As someone who makes dictionaries, I am often asked for my favourite word. I should have a stock answer. Perhaps something humorous, like cacklefart (an egg), or romantic, like apricity (the warmth of sunshine in winter). To be honest, most lexicographers do not have a favourite word. As a colleague at the Oxford English Dictionary once explained: “It would be like asking a parent to name a favourite child.”
But I love hearing about the favourite words of others, especially when they come with personal stories. The artist Grayson Perry explained to me that he favours the word pervert: “I am part of the establishment now, but I had always wondered how they looked at my work. Grayson Perry, the pervert they couldn’t ban!” Some activists choose words which they want to reclaim: queer, hag, nerd. For the ethnographer Sarah Thornton, it’s the word tits, which—as she reclaims in the title of her latest book, Tits Up!—is “a man’s word which I encourage women to use”.

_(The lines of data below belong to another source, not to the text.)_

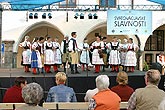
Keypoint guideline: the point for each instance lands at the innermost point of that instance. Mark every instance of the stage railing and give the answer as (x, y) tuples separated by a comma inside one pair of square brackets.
[(56, 106)]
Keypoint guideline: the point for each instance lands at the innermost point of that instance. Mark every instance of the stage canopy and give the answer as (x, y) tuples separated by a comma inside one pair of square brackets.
[(29, 4), (162, 2)]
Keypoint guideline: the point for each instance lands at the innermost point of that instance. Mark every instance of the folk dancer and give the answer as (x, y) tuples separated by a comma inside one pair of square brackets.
[(35, 57), (105, 53), (161, 60), (123, 52), (48, 55), (41, 50), (84, 57), (114, 56), (131, 59), (66, 59), (97, 56), (26, 54), (57, 55), (73, 49)]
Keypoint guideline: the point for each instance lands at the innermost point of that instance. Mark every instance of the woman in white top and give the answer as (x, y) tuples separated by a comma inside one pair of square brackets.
[(57, 55), (48, 54), (26, 54), (131, 59), (84, 58)]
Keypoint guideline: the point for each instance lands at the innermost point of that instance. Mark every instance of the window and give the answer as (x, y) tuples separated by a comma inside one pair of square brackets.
[(155, 42), (67, 4), (107, 3)]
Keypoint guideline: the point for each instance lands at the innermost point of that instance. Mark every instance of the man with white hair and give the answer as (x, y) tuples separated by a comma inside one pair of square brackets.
[(26, 54), (148, 97), (105, 99)]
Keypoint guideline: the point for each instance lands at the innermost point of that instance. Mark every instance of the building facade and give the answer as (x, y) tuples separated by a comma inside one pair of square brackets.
[(17, 24)]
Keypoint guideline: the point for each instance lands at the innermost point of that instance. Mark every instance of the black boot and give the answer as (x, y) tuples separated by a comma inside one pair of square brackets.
[(71, 66)]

For the actor and broadcaster Stephen Fry, it’s the old English word trundle because, as he told me, “it’s just so damned English and rather friendly sounding, too”. But for others it’s a word’s foreignness and the fact that English lacks an equivalent expression that makes it especially attractive. For example, hygge, from Danish, means the feeling of contentment from enjoying simple pleasures; and gigil, from Tagalog, an official language of the Philippines, means the irresistible urge to squeeze someone (or something) you find adorable.

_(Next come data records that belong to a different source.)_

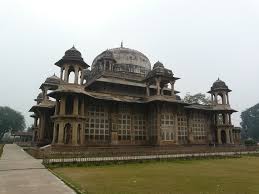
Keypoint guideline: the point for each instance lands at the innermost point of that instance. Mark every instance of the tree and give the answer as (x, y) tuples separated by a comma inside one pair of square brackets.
[(250, 122), (10, 120), (197, 98)]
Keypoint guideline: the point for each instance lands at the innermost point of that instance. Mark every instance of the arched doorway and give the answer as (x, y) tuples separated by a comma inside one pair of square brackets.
[(68, 133), (223, 137)]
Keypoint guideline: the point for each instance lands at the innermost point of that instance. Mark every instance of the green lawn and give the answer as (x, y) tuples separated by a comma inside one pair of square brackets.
[(209, 176)]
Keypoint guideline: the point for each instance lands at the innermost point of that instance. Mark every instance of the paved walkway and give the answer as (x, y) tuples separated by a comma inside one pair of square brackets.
[(22, 174)]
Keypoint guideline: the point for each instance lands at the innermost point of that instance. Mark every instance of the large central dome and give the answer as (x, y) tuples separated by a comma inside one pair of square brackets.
[(127, 60)]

Some people choose words that hold positive connotations for them, such as the word home for farmer and movie executive, Robert Laycock. For others it is the opposite: they want words to react against. Diaphobia, fear of dialogue, is chosen by the psychotherapist Philippa Perry because, at its heart, the word relates to the fear of being influenced by the other: “An exchange becomes about winning and losing, rather than sharing ideas and revelations.”
The favourite word of the novelist Richard Mason is absquatulate: “I was always told it meant slipping away from a party without saying goodbye, but Google tells me it also means making off with someone’s money—which is not how I use it!” Mellifluous, pleasant-sounding words are often chosen as favourites: flother (a single snowflake) and croodle (the coo of a dove). As are archaic words such as asunder, betwixt, and fulsome, the latter of which is a personal favourite of Bodley Librarian, Richard Ovenden.
For many, it is the dexterity of a word that makes it attractive. The writer Jeanette Winterson loves the word toast, because “it does so much: a noun; a verb; a description of the Tory Party; the celebration we’ll be having on 5th July; and also the winter-warmer-jolly-toasty-by-the-fire feel in thick socks.”